Rod Dennon, CEO of interview prep platform Prints, said he was impressed by the bill. $10,138 in about 30 minutes After attackers exploited its compromised API key. Isuru Fonseka, a Sydney-based developer whose account was similarly compromised, woke up to around AUD 17,000 in charges despite believing he had a $250 spending limit. What most didn’t know was that Google’s automated systems had upgraded their billing tiers based on account history, effectively pushing their limits up to $100,000 without express consent.

Google retracted both after The Register published its initial report. Still, Google told The Register that it has no plans to change its automatic tier upgrade policy, saying it prefers to prevent service outages over enforcing users’ stated budget preferences.

Meanwhile, it’s a separate question what happens when a developer tries to lock things down. Register Reported this week Research by security firm Aikido found that even developers who get hold of a compromised key can quickly delete it. According to Aikido’s findings, attackers can apparently continue to use this key for up to 23 minutes as Google’s revocation slowly propagates through its infrastructure. During this window, the success rate is unpredictable — more than 90% of requests are still authenticated in a few minutes — and attackers can use the time to extract files and cached conversation data from Gemini, Aikido researcher Joseph Levin told The Register.

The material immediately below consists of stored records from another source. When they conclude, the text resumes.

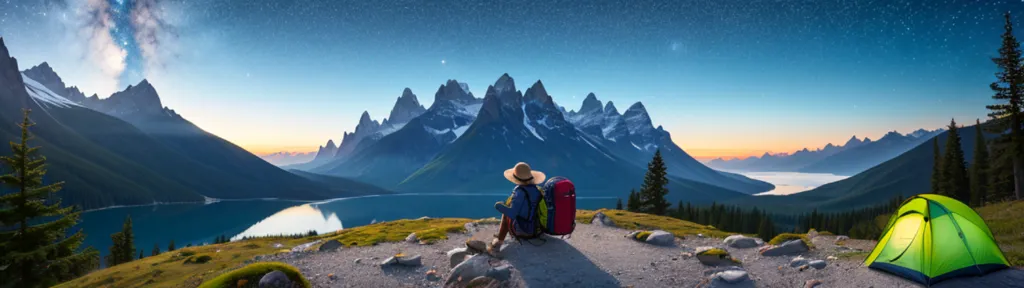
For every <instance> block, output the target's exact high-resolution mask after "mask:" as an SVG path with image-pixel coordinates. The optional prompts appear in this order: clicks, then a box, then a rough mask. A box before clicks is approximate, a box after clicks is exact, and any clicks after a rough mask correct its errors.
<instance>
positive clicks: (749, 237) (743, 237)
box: [725, 235, 765, 248]
mask: <svg viewBox="0 0 1024 288" xmlns="http://www.w3.org/2000/svg"><path fill="white" fill-rule="evenodd" d="M764 243H765V242H764V241H763V240H761V239H760V238H753V237H746V236H742V235H733V236H729V237H726V238H725V245H729V247H732V248H754V247H758V246H761V245H763V244H764Z"/></svg>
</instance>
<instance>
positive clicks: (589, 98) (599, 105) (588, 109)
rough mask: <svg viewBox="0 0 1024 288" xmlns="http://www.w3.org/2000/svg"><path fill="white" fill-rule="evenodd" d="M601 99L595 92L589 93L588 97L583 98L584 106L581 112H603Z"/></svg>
mask: <svg viewBox="0 0 1024 288" xmlns="http://www.w3.org/2000/svg"><path fill="white" fill-rule="evenodd" d="M601 112H602V110H601V100H599V99H597V95H594V93H593V92H591V93H588V94H587V97H586V98H584V99H583V106H581V107H580V112H579V113H580V114H591V113H601Z"/></svg>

Levin also noted that Google’s new credential formats don’t seem to have the same problem: Service Account API credentials are revoked in about five seconds, and Gemini’s new AQ-prefixed key format takes about a minute. “Both run on Google’s scale,” he wrote in a related Aikido paper. “Both suggest it’s technically solvable for Google API keys as well.” In short, according to Levin, the 23-minute window is not an engineering constraint but a matter of preference for the company.

This is worth considering when reading D’Souza’s advice, which is sound and should be taken very seriously. He’s not wrong, but there’s a gap between what platforms are currently proposing and how quickly they’re adapting themselves, and it’s good to be aware of that.